When you first start investing, you might look for high risk, high reward growth shares. You can do this because if things don't go to plan, you have plenty of time to recover from your losses.
But when you're in retirement or approaching it, investors may be better focusing on income and capital preservation.
With that in mind, listed below are two ASX 200 shares that could be good options for retirees. Here's what you need to know about them:
Coles Group Ltd (ASX: COL)
The first ASX 200 dividend share to look at for a retirement portfolio is supermarket giant Coles.

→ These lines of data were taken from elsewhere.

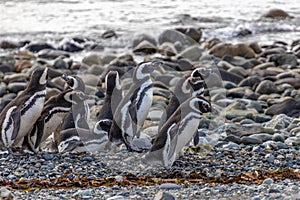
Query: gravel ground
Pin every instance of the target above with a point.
(248, 172)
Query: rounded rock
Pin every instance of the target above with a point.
(266, 87)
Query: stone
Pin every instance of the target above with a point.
(222, 49)
(143, 37)
(96, 70)
(262, 136)
(52, 54)
(295, 82)
(228, 76)
(266, 87)
(261, 118)
(192, 53)
(70, 46)
(250, 140)
(47, 156)
(174, 36)
(255, 46)
(118, 197)
(231, 145)
(268, 181)
(185, 64)
(210, 42)
(22, 64)
(284, 59)
(162, 195)
(167, 49)
(16, 87)
(169, 186)
(5, 193)
(251, 81)
(239, 71)
(145, 47)
(92, 59)
(236, 92)
(9, 45)
(277, 137)
(192, 33)
(292, 141)
(290, 107)
(276, 13)
(36, 47)
(270, 158)
(279, 122)
(109, 34)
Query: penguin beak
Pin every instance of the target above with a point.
(65, 77)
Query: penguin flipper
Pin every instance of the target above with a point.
(40, 124)
(133, 115)
(173, 141)
(16, 121)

Coles could be a great option in the current environment thanks to its defensive qualities, positive exposure to inflation, and favourable long term growth outlook.

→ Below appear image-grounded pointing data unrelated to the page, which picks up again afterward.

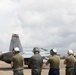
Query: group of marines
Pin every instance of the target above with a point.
(36, 62)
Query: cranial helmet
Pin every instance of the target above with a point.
(16, 49)
(70, 51)
(53, 51)
(36, 49)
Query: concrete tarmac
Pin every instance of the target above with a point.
(5, 69)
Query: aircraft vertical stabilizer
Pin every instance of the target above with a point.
(15, 42)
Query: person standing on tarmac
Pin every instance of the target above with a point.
(36, 62)
(54, 62)
(69, 62)
(17, 62)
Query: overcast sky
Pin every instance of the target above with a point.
(41, 23)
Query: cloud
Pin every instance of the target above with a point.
(42, 23)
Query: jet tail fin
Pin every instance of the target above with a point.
(15, 42)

The latter is being underpinned by the company's refreshed strategy, which aims to cut costs through automation and efficiencies. This includes the construction of new distribution centres with automation giant Ocado.
The team at Citi is positive on Coles and has a buy rating and $18.90 price target on its shares.
In respect to dividends, the broker is forecasting fully franked dividends of 72 cents per share in FY 2023 and 77 cents per share in FY 2024. Based on the latest Coles share price of $16.92, this will mean yields of 4.25% and 4.55%, respectively.
Telstra Corporation Ltd (ASX: TLS)
Another ASX 200 share that could be a top option for retirees is Telstra.
Much like Coles, it has defensive qualities that could prove valuable in the current environment. In addition, the company's outlook is arguably the most positive it has been in over a decade thanks to the success of the T22 strategy and the new T25 strategy.
The latter is targeting high-teens underlying earnings per share compound annual growth through to FY 2025.
Morgans is a fan of the company and currently has an add rating and $4.60 price target on its shares.
As for dividends, it is forecasting 16.5 cents per share dividend in FY 2023 and FY 2024. Based on the current Telstra share price of $4.05, this equates to a 4.1% dividend yield.